The Tea Party violates the rule. The people who comprise it have managed to reject incumbents and Establishment favorites in Alaska, Nevada, Utah, Delaware, and elsewhere, forming a volatile political force that has befuddled Democrat and Republican leaders alike. More pertinently, they have marched out in front of intellectuals working in newspapers and media, academia, foundations, and public offices. They seem not even to care about the good opinion of their intellectual betters. An Ivy League credential doesn’t much impress them, nor does long service in public office or a segment on CBS News. They shrug at the lines on the resume that intellectuals care so much about and strive all their lives to compile.

And so some intellectuals see Tea Partiers as an affront, not an ideology, a denial of their own character. Nothing stings them more than disregard, and when the masses have the power to ignore them and not be ignored themselves, the intellectuals are stymied. Last year, Glenn Beck sat down for a 45-minute interview with Katie Couric of CBS. They had an amiable conversation, for the most part, but at one point (around 12:40 in the taping) she admitted to him that when her Twitter followers heard of the upcoming interview, “some people couldn’t believe that we were even giving you a platform because they feel that you are bad for America.” Beck didn’t bother to answer Couric’s correspondents. He simply delimited their authority: “You wouldn’t believe how many people Tweeted me this week and said, ‘I can’t believe you’re sitting down with Katie Couric—she’s bad for America!’”
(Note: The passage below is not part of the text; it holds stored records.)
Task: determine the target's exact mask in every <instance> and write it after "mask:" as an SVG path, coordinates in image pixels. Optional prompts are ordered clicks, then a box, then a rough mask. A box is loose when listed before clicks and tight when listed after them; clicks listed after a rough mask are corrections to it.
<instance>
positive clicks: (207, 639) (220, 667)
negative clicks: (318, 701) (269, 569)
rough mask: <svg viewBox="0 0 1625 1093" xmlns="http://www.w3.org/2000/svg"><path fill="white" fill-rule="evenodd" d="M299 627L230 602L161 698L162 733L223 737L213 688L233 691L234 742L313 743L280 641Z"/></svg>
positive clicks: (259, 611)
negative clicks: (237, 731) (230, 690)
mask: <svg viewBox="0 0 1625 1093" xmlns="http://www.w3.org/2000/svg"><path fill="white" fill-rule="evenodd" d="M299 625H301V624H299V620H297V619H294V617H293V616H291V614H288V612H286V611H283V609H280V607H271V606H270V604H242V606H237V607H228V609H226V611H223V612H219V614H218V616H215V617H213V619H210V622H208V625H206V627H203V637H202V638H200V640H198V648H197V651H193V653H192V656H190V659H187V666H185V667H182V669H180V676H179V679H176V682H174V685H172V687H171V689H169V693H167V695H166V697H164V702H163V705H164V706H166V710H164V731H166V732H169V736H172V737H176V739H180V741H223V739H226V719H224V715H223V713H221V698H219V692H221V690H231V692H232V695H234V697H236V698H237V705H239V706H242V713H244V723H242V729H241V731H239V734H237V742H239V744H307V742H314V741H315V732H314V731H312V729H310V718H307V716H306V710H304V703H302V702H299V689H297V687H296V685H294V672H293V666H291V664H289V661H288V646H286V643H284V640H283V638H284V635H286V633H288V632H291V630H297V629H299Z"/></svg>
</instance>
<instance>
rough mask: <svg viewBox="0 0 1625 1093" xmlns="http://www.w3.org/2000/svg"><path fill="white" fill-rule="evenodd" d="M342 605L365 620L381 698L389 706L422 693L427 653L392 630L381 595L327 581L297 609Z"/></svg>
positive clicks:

His reply levels the playing field, and he has the ratings to stand firm. We should understand Beck’s position as the culmination of a concerted effort by conservative figures from Dan Quayle to Bill O’Reilly to recast intellectuals as a distinct social grouping. Intellectuals lay claim to universality, to transcend politics and current events, to speak out of cosmopolitan interests. The masses believe it less and less. Today, intellectuals represent a “cultural elite,” a set of people skilled with words and ideas but acculturated in designated institutions, embracing certain attitudes and values as a condition of membership, and prone to condescension toward non-intellectuals.

This explains the anger toward the Tea Party. For a time, intellectuals mocked the movement as a pack of fringe personalities, nothing more. They could afford to laugh and dismiss because the Tea Party appeared more or less ineffectual. Now that they are a serious political factor, laughter has turned to insult, disdain to dread.

Wise intellectuals step back from their hostility and return to the virtues they espouse. The more they disdain different social and political groups, the more they appear as but another social and political group. As intellectuals previously were identified with king and church and Party (in Communist nations), so today they are identified with “elites.” This is the opposite of intellectualism in a democratic society. There, intellectuals should be, above all, independent—independent of power and independent of any particular acculturation. They should be universal. They should tell the truth . . . but not get too confident of their apprehension of it. They should disagree with others . . . but not ridicule them. They should refine the common taste, not censure it. They should elevate public discourse, not echo its cheap coinages. We shall see on November 2nd where reactions will go next.